Annaberg Sugar Mill, St. John |
When we had chartered in the Virgins Islands on Fine Feather, in 1976, we had anchored one night in Leinster Bay on St. John. We had hiked to the ruins of the Annaberg Sugar Mill. This time, we found a sign that said we could also get to the mill from our anchorage at St. Francis Bay, by following a 1/4-mile trail that led out to the main road. The sign neglected to mention that once we reached the main road, we would still have to walk a mile uphill before reaching the turnoff for the mill. After navigating a muddy trail, and gingerly making our way past the cows that were blocking the path, we hit the main road. We hiked along, eventually passing a tourist bus that was stopped by the side of the road. The busload of people were standing around, admiring the scenery, and drinking large cold drinks. I was very tempted to try and bum a drink. The bus was obviously going to the mill, as that was the only place the road went.
The bus passed us as we were climbing the last hill. We arrived as the passengers were disembarking, and Ed spotted a fellow who had worked down the hall from him at Ford Motor Company! I asked which one, but Ed wouldn't tell me because he said he couldn't remember the man's name. Likely story from an antisocial hermit crab! I decided I wanted to meet these people. I knew the man couldn't possibly recognize Ed with his full beard, bushy hair, and tattered shorts. So we joined the tourists, half-listening to the guide, and carrying on the argument in an undertone. We walked ahead to the lookout at the top of the hill. I shed a few tears (ineffectual). I threatened to go up to each man and ask him if he worked at Ford. Ed was getting angry, and I was working on a good pout when the group reached our spot. A woman approached Ed, asking him to take a picture of her and her husband. When Ed was returning the camera, he asked, "Are you the Lovelace's from Detroit?" I got to meet them after all. We had a nice chat through the rest of the tour. They even took a picture of us.
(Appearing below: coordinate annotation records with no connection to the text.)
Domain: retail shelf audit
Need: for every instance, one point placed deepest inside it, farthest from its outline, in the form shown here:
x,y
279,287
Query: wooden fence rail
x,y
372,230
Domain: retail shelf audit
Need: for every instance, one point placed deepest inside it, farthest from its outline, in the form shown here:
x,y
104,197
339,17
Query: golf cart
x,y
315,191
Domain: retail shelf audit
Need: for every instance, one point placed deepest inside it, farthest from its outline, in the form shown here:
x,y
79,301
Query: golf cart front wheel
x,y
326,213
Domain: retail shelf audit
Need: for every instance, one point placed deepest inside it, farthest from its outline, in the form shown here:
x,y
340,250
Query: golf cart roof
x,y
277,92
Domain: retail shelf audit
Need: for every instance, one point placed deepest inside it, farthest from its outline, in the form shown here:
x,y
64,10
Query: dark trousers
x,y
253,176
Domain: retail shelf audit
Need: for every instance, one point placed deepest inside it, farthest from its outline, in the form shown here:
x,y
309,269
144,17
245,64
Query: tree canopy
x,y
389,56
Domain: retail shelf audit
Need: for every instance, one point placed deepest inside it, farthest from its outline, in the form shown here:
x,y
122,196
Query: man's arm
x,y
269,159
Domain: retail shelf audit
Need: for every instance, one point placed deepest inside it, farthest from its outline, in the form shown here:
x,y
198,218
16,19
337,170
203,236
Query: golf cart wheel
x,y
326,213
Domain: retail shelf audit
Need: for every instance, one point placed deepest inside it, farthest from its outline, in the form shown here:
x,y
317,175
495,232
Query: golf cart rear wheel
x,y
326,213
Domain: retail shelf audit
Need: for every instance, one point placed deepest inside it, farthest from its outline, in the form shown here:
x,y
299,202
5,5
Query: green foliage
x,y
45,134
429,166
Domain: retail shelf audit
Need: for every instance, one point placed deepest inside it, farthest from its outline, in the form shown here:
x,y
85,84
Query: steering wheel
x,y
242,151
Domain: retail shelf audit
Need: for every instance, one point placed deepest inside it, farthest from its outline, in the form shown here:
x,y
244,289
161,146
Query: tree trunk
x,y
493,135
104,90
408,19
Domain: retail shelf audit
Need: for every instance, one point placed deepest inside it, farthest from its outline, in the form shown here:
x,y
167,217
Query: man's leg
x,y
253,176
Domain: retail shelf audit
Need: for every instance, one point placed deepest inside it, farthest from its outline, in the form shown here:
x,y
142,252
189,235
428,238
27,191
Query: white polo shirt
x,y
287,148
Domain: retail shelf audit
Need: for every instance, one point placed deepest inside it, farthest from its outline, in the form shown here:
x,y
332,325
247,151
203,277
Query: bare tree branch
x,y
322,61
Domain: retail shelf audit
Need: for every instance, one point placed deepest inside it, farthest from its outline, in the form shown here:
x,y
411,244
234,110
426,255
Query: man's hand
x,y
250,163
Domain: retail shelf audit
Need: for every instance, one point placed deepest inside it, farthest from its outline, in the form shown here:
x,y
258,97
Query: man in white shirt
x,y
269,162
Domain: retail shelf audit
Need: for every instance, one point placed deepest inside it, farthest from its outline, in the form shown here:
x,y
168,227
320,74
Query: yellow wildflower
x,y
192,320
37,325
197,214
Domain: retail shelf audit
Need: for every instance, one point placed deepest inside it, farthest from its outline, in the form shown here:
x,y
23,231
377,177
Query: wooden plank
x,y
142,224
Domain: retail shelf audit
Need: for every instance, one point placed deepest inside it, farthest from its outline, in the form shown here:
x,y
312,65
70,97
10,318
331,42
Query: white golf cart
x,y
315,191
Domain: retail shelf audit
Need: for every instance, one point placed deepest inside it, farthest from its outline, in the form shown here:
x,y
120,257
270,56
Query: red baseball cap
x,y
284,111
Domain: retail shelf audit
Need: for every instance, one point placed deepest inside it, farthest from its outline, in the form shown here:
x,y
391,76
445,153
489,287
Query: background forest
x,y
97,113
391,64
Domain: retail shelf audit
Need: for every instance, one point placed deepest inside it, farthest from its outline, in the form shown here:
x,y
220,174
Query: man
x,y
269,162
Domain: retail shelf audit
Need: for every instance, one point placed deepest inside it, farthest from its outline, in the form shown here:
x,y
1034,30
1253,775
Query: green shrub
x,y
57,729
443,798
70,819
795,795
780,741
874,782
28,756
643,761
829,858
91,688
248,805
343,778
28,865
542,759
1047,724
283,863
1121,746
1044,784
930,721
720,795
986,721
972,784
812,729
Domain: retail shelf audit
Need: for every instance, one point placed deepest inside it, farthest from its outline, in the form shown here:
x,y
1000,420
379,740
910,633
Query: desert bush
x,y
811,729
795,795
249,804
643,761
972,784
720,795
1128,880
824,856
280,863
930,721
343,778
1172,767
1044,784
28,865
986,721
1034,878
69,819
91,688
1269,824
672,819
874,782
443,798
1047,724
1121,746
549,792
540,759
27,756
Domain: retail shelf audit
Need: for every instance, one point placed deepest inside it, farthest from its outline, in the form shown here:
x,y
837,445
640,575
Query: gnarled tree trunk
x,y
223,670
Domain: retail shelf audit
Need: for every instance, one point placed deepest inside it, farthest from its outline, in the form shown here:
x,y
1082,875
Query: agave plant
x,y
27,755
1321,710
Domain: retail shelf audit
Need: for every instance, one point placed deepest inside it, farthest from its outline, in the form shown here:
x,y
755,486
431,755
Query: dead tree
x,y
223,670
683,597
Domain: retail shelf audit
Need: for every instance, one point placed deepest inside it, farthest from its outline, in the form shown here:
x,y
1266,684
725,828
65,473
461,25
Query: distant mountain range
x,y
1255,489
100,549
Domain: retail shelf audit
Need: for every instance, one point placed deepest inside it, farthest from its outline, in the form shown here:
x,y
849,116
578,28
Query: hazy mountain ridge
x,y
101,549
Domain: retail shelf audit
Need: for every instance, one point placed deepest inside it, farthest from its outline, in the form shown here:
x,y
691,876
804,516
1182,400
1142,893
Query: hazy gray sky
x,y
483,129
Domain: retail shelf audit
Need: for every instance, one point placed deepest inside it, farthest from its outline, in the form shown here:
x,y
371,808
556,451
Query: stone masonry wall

We stood and waved as everyone climbed back on the bus. As Ed turned and headed back up to the ruins, the tour guide looked at us, pointed down the hill, and said, "Home is that way." I gave him a big smile. I'm sure people wonder about us as we wander around with no vehicle, no group of people, and no guide. We then had the ruins to ourselves, with the exception of one workman with a shovel, who was cleaning the cow dung off the trails. Cows obviously have no respect for historic sites.
St. Francis Bay was followed by a few days at Leinster Bay. Though it was, once again, only a short hop from our last anchorage, we felt like sailing. We went by way of a circumnavigation of Jost Van Dyke, a large island to the north of St. John. It was an eight-hour trip, and we anchored in Leinster Bay just before dark. In two weeks, we had managed to work our way around about a quarter of the small island of St. John.